Najdroższe pomoce naukowe po tej stronie Wisły. Najlepsze warunki do nauki. Nic dziwnego, że szefowie firm chcą w Centrum Kształcenia Praktycznego dokształcać swoich dorosłych pracowników.
Otwarte Centrum Kształcenia Praktycznego znajduje się w wyremontowanym za pieniądze puławskiego starostwa budynku pamiętającym jeszcze lata 70. ubiegłego wieku. Wtedy działały tu warsztaty przyzakładowej szkoły pod patronatem Zakładów Azotowych. Po latach prężnego funkcjonowania przyszedł kryzys. Aż do teraz.
Największe wrażenie robią strzeżone jak oko w głowie dwie numeryczne obrabiarki: frezarka i tokarka. Wszystko jest tu obsługiwane za pomocą ekranu monitora. Zamiast precyzji, w dłoniach trzeba mieć umiejętność pisania programów, dzięki którym maszyna wykona każdą pracę - nawet odlew ludzkiej twarzy. - Nie słyszałem, żeby jakaś szkoła po tej stronie Wisły miała dwa tak nowoczesne urządzenia - chwali się Mirosław Pustelnik, dyrektor CKP.
Tuż obok certyfikowana przez Instytut Spawalnictwa w Gliwicach pracownia dla spawaczy metodą TIG i MAG. - Mamy już sygnały od puławskich pracodawców, takich jak Mostostal, Mezap czy Energozap, którzy chcą dokształcać u nas swoich pracowników - mówi dyrektor Pustelnik. Dlatego w tej chwili pracownia działa już na dwie zmiany.
Jeszcze dalej stacja obsługi pojazdów. Tutaj będą się uczyć przyszli mechanicy. Na biurku komputer, nowoczesna aparatura do diagnostyki samochodowej.
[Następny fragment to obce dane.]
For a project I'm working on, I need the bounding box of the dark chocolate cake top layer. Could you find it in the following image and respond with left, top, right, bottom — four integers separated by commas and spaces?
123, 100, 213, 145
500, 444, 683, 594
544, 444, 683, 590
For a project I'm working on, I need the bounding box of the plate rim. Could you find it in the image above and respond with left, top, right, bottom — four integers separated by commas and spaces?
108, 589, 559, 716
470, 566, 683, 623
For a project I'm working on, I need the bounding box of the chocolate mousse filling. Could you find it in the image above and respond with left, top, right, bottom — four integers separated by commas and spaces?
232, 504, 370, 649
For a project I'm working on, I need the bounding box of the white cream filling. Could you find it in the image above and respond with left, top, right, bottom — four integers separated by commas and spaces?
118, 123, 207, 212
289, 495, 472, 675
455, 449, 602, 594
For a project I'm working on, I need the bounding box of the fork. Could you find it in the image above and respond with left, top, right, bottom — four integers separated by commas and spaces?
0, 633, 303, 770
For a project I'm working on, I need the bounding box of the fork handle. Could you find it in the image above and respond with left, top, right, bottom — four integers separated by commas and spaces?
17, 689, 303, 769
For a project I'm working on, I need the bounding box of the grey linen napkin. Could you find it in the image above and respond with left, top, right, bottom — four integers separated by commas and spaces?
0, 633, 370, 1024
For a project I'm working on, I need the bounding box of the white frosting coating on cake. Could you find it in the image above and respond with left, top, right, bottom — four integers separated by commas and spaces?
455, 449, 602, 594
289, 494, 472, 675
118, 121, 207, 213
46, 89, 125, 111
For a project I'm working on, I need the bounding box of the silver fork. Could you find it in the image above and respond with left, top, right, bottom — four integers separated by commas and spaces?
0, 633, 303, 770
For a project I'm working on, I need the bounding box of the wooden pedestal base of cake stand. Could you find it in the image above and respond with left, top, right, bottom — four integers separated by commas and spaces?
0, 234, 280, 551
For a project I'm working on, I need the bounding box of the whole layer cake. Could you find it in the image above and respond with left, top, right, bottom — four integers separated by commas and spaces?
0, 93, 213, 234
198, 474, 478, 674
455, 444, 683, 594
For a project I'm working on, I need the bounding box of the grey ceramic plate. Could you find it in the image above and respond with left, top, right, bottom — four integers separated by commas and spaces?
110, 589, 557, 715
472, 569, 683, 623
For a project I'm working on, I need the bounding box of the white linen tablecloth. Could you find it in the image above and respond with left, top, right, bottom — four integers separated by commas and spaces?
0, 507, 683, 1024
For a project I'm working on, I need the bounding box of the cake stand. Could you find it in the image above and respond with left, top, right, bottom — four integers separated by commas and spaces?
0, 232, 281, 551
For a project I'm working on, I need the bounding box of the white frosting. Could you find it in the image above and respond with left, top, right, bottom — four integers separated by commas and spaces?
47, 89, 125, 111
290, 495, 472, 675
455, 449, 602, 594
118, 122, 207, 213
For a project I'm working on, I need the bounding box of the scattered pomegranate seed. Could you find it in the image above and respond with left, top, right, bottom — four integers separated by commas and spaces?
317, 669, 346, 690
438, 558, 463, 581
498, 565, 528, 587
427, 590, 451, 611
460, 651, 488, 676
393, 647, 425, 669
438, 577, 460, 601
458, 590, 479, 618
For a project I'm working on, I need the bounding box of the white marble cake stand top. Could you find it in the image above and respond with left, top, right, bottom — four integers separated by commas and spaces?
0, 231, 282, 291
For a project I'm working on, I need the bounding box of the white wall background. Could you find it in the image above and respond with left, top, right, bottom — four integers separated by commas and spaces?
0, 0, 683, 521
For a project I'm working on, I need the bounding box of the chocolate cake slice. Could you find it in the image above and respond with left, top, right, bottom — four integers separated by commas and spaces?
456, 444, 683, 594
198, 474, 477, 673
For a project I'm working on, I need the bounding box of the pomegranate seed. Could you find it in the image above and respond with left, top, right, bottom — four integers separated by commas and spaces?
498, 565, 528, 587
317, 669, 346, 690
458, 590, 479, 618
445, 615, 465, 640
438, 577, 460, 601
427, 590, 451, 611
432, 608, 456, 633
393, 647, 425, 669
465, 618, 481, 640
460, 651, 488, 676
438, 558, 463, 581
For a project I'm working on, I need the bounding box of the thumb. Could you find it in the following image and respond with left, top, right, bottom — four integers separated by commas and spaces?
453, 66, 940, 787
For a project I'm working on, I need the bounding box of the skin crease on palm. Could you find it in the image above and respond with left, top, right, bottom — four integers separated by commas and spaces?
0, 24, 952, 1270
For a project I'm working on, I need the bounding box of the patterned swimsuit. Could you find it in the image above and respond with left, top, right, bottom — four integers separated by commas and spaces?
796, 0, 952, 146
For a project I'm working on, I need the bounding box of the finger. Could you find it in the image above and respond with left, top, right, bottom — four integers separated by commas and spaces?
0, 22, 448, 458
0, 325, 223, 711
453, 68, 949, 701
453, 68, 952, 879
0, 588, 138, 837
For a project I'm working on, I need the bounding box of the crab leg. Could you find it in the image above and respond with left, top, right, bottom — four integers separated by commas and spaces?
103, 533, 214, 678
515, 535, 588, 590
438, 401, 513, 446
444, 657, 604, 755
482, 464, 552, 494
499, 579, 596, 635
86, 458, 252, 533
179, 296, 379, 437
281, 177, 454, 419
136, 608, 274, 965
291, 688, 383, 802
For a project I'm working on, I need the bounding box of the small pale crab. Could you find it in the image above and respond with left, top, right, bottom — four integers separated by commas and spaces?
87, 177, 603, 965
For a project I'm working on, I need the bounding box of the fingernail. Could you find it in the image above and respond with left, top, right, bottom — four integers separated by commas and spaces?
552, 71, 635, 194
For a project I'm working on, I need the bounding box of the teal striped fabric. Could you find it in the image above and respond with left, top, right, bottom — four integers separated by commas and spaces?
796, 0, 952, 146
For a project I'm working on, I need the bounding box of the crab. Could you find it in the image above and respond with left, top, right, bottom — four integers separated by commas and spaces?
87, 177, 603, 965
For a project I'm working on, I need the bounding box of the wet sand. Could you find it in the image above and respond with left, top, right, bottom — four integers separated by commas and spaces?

Jeszcze w tym roku będzie tu mógł przyjechać każdy, kto zechce zrobić przegląd techniczny auta. CKP musi tylko uzyskać odpowiednie zezwolenia do prowadzenia takiej działalności.
Pieniądze na wyposażenie pracowni CKP uzyskało z Europejskiego Funduszu Społecznego oraz funduszu PHARE. W sumie wydano na sprzęt prawie 900 tys. zł. Teraz będą z nich korzystać uczniowie ze wszystkich szkół powiatu puławskiego, a być może także ościennych: ryckiego i opolskiego. - Następnym krokiem będzie uzyskanie zgody na przeprowadzanie zewnętrznych egzaminów zawodowych. Za pośrednictwem Okręgowej Komisji Egzaminacyjnej będą do nas przyjeżdżali uczniowie kończący szkoły zawodowe i technika nawet spoza województwa - mówi Mirosław Pustelnik.